Die Quelle der guten Tat

Und dafür, dass ihr auf diese Rechte hört, sie haltet und danach handelt, wird der HERR, dein Gott, den Bund halten und die Gnade bewahren, wie er es deinen Vorfahren geschworen hat. (Deuteronomium 7,12) – In seinem Hauptwerk geht der Reformator Johannes Calvin auf die Auffassung seiner theologischen Gegner ein, ohne menschliche Werke komme keine göttliche Gnade zustande. Zunächst weist Calvin darauf hin, dass die Menschen die vollständige Wirkung ihrer vermeintlich guten Taten gar nicht überblicken. Der Psalm 19 redet von Verfehlungen, «die mir verborgen sind» (V. 13). Tatsächlich gibt es viele Beispiele dafür, dass sogenannt gute Werke längerfristig ungute Resultate zeitigen. Hinzu kommt, dass niemand das Gesetz Gottes zu erfüllen vermag. In jedem Menschen wohnt Böses. Deshalb entpuppen sich in Kriminalgeschichten und -filmen oftmals Sympathieträger als Übeltäter. Alle Menschen haben das Potential zum Verbrechen, sind ausserstande, sich durch gute Taten zu qualifizieren, und gleichermassen auf Gott angewiesen.
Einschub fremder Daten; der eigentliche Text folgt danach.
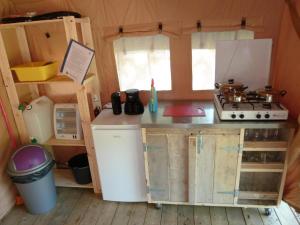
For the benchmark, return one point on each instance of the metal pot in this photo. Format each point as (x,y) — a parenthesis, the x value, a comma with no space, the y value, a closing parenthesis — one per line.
(230,87)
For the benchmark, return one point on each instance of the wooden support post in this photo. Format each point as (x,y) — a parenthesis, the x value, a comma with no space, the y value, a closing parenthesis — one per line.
(25,54)
(70,28)
(192,169)
(84,110)
(239,163)
(12,93)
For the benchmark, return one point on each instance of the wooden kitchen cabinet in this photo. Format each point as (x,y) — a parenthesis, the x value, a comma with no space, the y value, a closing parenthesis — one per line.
(214,161)
(166,154)
(215,166)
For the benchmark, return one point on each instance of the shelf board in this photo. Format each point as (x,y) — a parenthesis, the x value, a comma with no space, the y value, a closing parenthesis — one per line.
(65,178)
(265,146)
(55,80)
(258,195)
(61,142)
(15,25)
(262,167)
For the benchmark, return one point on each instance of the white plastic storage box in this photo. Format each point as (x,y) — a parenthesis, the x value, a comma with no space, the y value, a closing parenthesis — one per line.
(67,124)
(39,120)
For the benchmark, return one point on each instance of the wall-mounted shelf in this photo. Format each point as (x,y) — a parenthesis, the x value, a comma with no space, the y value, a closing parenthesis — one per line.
(60,142)
(265,146)
(258,195)
(65,178)
(55,80)
(262,167)
(29,23)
Das ändert nichts daran, dass Menschen nachhaltig gute Werke vollbringen. Selbstverständlich sind sie zur Nachahmung empfohlen. Aber sie sind nicht das Ei, aus dem nachher Gottes Liebe schlüpft. Es ist umgekehrt: Aus der Liebe und Nähe Gottes schlüpfen die guten Werke. Wer so denkt, kann vermeiden, dass aus seinem Lebenswerk Stolz und Hochmut wuchern. Die Überzeugung, dass ich meine Güte und meine Erfolge Gott verdanke, ist friedenstiftend. Man denke nur an die vielen Beispiele, wo Menschen ihre hehren Ziele verfehlen, dann Schuldige finden und ihren Hass auf sie ausgiessen. Wer daran denkt, dass er alles Gott zu verdanken hat, hält sich nicht für gerechter als andere. Für die heutige Zeit und ihre Medien, die ebenso leidenschaftlich Menschen idealisieren wie runtermachen, ist das die richtige Therapie. Wer die Gnade Gottes kennt, ist mit den Menschen gnädiger und wo nötig auch kritischer.